President Jovenel Moise, who was sworn in earlier this month as Haiti’s leader for the next five years, announced the creation of the nine-member commission on Friday. The panel will have a month to finish its review and submit a report.
"Under my presidency, the Haitian nation will by no means ignore what seems to be a flagrant violation, even a contempt for the right to life that every individual should have, regardless of where he lives," Moise said in a late Friday statement.
The presidential announcement came a few days after The Associated Press published an exclusive report on an upsurge of inmate deaths, including 21 last month at the country’s biggest prison, due in large part to malnutrition-related illnesses and other preventable diseases.

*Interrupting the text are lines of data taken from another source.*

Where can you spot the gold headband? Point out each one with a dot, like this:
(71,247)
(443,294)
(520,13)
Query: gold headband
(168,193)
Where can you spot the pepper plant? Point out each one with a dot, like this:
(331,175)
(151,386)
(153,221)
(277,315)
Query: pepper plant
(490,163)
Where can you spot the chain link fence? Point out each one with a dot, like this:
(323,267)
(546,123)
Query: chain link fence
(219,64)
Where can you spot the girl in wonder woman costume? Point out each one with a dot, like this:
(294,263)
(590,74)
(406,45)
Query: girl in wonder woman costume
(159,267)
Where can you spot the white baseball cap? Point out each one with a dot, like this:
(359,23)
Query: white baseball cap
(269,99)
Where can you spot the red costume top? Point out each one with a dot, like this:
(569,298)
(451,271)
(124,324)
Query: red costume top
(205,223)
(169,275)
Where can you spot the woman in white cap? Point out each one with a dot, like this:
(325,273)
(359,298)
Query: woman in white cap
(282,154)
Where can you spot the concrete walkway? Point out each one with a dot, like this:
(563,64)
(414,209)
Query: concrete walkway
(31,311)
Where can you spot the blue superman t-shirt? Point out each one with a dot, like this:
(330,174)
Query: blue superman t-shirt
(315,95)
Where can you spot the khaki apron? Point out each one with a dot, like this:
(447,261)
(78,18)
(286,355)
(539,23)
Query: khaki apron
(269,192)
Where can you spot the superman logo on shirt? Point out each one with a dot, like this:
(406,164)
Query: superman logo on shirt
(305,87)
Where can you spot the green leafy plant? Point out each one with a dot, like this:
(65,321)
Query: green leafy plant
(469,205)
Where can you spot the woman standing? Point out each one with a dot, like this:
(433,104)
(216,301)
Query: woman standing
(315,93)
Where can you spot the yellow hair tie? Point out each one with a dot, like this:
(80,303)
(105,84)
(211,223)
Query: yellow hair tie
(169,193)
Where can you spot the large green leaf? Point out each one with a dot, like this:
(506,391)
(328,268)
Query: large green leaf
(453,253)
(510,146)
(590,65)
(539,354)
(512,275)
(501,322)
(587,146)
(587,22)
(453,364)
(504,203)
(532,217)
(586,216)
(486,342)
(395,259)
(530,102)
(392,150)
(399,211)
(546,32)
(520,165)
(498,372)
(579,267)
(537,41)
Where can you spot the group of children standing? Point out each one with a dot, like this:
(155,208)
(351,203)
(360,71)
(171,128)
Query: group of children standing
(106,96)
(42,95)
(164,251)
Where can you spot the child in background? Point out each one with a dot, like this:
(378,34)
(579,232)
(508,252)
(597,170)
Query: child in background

An AP team saw a corpse and emaciated men with sunken cheeks and protruding ribs at the infirmary at Haiti’s severely overcrowded National Penitentiary, which houses some 40 percent of the country’s inmates in squalid conditions.
Prisoners were crammed shoulder-to-shoulder in cellblocks so overcrowded they are forced to sleep in makeshift hammocks suspended from the ceiling or squeeze four to a bunk. New arrivals jostle for space on filthy floors where inmates on lockdown 22 hours a day must defecate into plastic bags in the absence of latrines.
Conditions are also appalling at other Haitian lockups, including severely overcrowded and unsanitary pens at several police stations.
Most of those incarcerated in Haiti have not been convicted of a crime but are held in prolonged pretrial detention, often for years, waiting for a chance to see a judge.
Haiti’s penal system is by far the globe’s most congested, with a staggering 454 percent occupancy level, according to the most recent ranking by the University of London’s Institute for Criminal Policy Research.
Prison authorities told the AP that they try their best to meet inmates’ needs, but repeatedly receive insufficient funds from the state to buy food and cooking fuel, leading to deadly cases of malnutrition-related ailments such as beriberi and anemia.
U.N. Special Representative Sandra Honore said this week that 42 detainee deaths so far this year are linked to "the worsening of cruel, inhuman and degrading" conditions.